フリーライターになってからも、コンビニのバイトや家庭教師・塾講師のバイトで家計の足しにしてきた。
コンビニのバイトで知り合った弟分の男は、29歳。独身。
しかし、税金納めて、パソコンをキャッシュで買う余裕がある。


色んなフリーターがいる。派遣社員がいる。
そして、出版界も、雑誌専属のライターとフリーライターがいる。
前者は、正社員、後者は、フリーターか派遣社員に当たる。


安定職である正社員があぐらを掻いている状態である以上、我々の超就職氷河期時代の人間の中途採用はあまりない。


スキルを磨くといっても、大きなシステムの中でハツカネズミのように回る僕たちは、同じ毎日を、同じように動かないと、すぐに職を失う。


だから、戦争を待ってる。
赤木氏の戦争の意味は、必ずしも国家間の戦争を意味しないだろう。
今の、閉塞的な雇用システムを一気に打破するには、法改正では無理なのだ。
誤解を承知で言えば、北朝鮮にドカンと核爆弾かテポドン・ノドンを打ち込んでもらった方が、社会は混乱し、新たな秩序形成する際に、立場がシャッフルされる。


泣かぬなら、殺してしまおうホトトギス


何となく僕たちの世代は、高校まで生きて、バブル経済がはじけ、大学に入学しても、就職先はほとんどなし。
大学名を伏せてのエントリーですら、実は学閥主義。
大学ごとに面接された。
そして、10年。団塊世代の定年退職によって、新卒雇用は活発になったが、中途採用は狭き門のまま。


僕だって、弱気になることもある。
うつ病の妻と、6歳と1歳の子供がいるのに、就学準備すら単行本の収入待ちの状態。
単行本が出ることになったからいいが、なかったら、親たちに頼るしかない。


これは、ウチに限らず、僕らの世代で子供たちの保育園に通わせている親は、同じ状況なのである。

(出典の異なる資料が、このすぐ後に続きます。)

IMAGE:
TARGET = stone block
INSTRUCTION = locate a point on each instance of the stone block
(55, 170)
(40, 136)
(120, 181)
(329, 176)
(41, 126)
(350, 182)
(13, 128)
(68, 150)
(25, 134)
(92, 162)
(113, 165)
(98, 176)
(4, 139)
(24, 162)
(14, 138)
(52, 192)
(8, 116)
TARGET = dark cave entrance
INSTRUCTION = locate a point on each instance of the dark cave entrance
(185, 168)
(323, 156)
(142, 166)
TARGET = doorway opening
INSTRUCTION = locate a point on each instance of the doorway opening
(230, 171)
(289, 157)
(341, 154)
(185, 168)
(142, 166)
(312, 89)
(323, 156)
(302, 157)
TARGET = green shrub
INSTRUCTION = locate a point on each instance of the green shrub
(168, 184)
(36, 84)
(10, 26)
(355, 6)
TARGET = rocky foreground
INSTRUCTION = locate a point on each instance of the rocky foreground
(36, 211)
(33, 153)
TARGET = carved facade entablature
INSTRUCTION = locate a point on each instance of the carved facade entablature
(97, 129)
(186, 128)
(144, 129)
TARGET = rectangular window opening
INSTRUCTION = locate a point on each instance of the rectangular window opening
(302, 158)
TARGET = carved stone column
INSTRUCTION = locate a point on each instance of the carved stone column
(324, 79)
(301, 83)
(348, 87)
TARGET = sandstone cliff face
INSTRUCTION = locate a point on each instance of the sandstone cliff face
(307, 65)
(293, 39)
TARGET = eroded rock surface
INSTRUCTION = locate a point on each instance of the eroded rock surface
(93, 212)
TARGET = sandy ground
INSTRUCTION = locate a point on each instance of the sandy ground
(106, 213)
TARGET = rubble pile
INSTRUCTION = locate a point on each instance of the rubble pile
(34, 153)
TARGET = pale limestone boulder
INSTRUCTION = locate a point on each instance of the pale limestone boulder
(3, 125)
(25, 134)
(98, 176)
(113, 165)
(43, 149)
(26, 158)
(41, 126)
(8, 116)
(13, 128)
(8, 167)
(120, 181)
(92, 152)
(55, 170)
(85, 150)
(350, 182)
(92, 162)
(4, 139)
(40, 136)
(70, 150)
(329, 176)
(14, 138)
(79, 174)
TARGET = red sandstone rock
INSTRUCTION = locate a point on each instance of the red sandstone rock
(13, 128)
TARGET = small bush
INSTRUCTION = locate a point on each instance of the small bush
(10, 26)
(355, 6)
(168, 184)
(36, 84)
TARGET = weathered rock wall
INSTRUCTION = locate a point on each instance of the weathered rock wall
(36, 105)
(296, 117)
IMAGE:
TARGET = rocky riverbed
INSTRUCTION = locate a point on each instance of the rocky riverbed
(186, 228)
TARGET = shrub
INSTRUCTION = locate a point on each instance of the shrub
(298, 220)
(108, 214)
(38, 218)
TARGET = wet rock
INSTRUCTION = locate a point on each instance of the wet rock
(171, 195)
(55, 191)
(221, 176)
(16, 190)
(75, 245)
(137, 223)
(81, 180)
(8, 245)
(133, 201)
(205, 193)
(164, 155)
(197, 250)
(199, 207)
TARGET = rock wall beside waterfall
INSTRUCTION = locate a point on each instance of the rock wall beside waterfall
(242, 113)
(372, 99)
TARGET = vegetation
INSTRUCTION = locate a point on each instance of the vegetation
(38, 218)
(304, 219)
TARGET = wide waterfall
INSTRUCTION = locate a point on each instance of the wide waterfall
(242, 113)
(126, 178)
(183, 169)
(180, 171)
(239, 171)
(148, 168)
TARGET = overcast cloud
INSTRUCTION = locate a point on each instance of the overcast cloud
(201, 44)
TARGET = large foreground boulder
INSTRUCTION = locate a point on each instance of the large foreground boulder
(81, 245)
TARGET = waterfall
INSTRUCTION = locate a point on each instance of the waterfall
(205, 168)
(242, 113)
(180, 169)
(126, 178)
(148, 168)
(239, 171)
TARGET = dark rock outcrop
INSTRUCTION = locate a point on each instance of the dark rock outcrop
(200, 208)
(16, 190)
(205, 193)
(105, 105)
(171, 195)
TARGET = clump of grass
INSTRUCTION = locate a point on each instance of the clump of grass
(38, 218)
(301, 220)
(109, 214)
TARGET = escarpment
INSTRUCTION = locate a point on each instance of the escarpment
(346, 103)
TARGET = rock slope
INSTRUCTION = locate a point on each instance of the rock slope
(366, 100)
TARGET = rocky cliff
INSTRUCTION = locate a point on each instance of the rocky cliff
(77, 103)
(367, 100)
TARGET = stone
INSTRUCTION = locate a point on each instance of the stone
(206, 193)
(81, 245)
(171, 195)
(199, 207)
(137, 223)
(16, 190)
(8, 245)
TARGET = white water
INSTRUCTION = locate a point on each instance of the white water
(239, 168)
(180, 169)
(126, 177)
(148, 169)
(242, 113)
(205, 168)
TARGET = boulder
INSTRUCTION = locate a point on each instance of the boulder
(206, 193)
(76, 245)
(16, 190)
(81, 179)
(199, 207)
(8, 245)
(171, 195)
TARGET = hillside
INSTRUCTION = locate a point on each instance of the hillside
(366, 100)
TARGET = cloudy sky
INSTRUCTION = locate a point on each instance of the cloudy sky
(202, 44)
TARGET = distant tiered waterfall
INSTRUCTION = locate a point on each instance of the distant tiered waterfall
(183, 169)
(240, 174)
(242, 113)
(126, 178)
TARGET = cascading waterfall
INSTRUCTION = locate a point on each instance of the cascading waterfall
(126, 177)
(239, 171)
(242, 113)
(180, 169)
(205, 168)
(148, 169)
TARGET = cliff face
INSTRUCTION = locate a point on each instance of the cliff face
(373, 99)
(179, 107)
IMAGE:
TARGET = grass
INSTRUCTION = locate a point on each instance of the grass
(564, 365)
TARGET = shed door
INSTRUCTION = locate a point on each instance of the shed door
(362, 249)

僕も、一冊目は好運にも注目されて、インタビューも様々な雑誌に載った。
しかし、その後は、零細企業も真っ青の収入状態で、それなりの原稿料をもらえる雑誌で書くには、あと8年は待たねばならない。


自殺も考えた。
子供がいなければ…。
妻がいなければ…。
家族が自分と出会うことがなければ…。


そんな、絶望の先に福音があることを祈り続けるしかないのだ。
何でも書き続けるしかないのだ。
我々の諦念、ルサンチマンがこの本には凝縮されている。
内容を批判するより、実情を受け入れて欲しい。
評論家の意見なんか毒にしかならない。
政府の役人が、この本を読んで内容を痛感してもらいたいと切に願う。


もちろん、無理だとわかっている。
タイゾーが、赤木氏と対談したって、何も変わらない。


やはり、何かが変わるには立ち上がるしかないのだろうか。
僕なんぞでよければ、同世代として援護射撃をしたい。
自分がどこまで落ちていたか、頭の中で整理できた。
そして、僕も現場感覚で文章を書き続けていきたい。


赤木氏は、第二作目がキーになると、ジャーナリストの武田徹が言っていたが、そんなの関係ない。
雨宮処凛を越える、深い頭を持つ、影の現場主義の言論をこれからも期待したい。